Why can’t the Bybit exchange link be directly downloaded and installed? Bybit is a cryptocurrency exchange that provides trading services to users. The exchange's mobile apps cannot be downloaded directly through AppStore or GooglePlay for the following reasons: 1. App Store policy restricts Apple and Google from having strict requirements on the types of applications allowed in the app store.

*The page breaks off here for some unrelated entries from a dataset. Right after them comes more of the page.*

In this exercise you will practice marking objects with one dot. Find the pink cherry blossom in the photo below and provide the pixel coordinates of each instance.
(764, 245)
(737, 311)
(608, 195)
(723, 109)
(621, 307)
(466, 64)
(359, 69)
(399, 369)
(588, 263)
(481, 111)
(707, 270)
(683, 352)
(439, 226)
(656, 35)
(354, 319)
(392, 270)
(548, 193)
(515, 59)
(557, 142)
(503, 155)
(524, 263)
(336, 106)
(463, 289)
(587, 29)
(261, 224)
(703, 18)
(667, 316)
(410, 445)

Cryptocurrency exchange applications often do not meet these requirements because they involve financial services and require specific regulations and security standards. 2. Laws and regulations Compliance In many countries, activities related to cryptocurrency transactions are regulated or restricted. To comply with these regulations, Bybit Application can only be used through official websites or other authorized channels

A detailed introduction to the login operation of the Sesame Open Exchange web version, including login steps and password recovery process. It also provides solutions to common problems such as login failure, unable to open the page, and unable to receive verification codes to help you log in to the platform smoothly.

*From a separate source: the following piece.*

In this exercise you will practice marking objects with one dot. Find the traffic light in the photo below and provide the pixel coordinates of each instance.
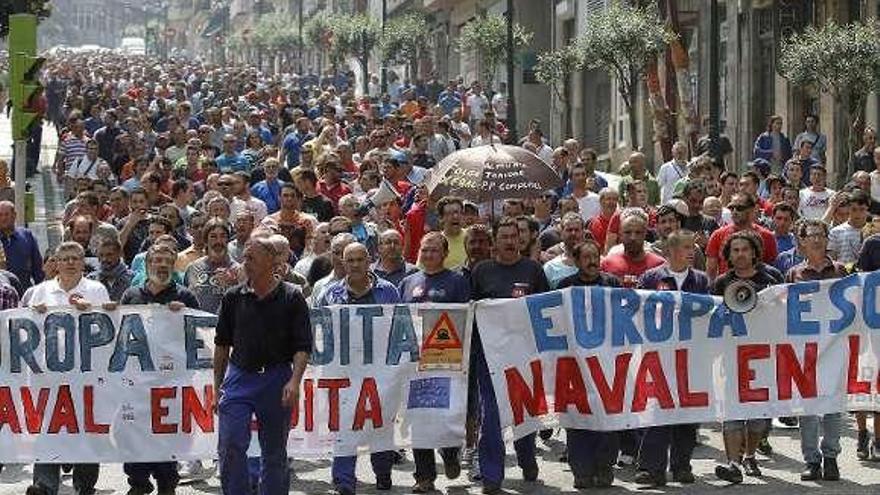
(26, 91)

It is crucial to choose a formal channel to download the app and ensure the safety of your account.

This article recommends the top ten cryptocurrency trading platforms worth paying attention to, including Binance, OKX, Gate.io, BitFlyer, KuCoin, Bybit, Coinbase Pro, Kraken, BYDFi and XBIT decentralized exchanges. These platforms have their own advantages in terms of transaction currency quantity, transaction type, security, compliance, and special features. For example, Binance is known for its largest transaction volume and abundant functions in the world, while BitFlyer attracts Asian users with its Japanese Financial Hall license and high security. Choosing a suitable platform requires comprehensive consideration based on your own trading experience, risk tolerance and investment preferences. Hope this article helps you find the best suit for yourself

To access the latest version of Binance website login portal, just follow these simple steps. Go to the official website and click the "Login" button in the upper right corner. Select your existing login method. If you are a new user, please "Register". Enter your registered mobile number or email and password and complete authentication (such as mobile verification code or Google Authenticator). After successful verification, you can access the latest version of Binance official website login portal.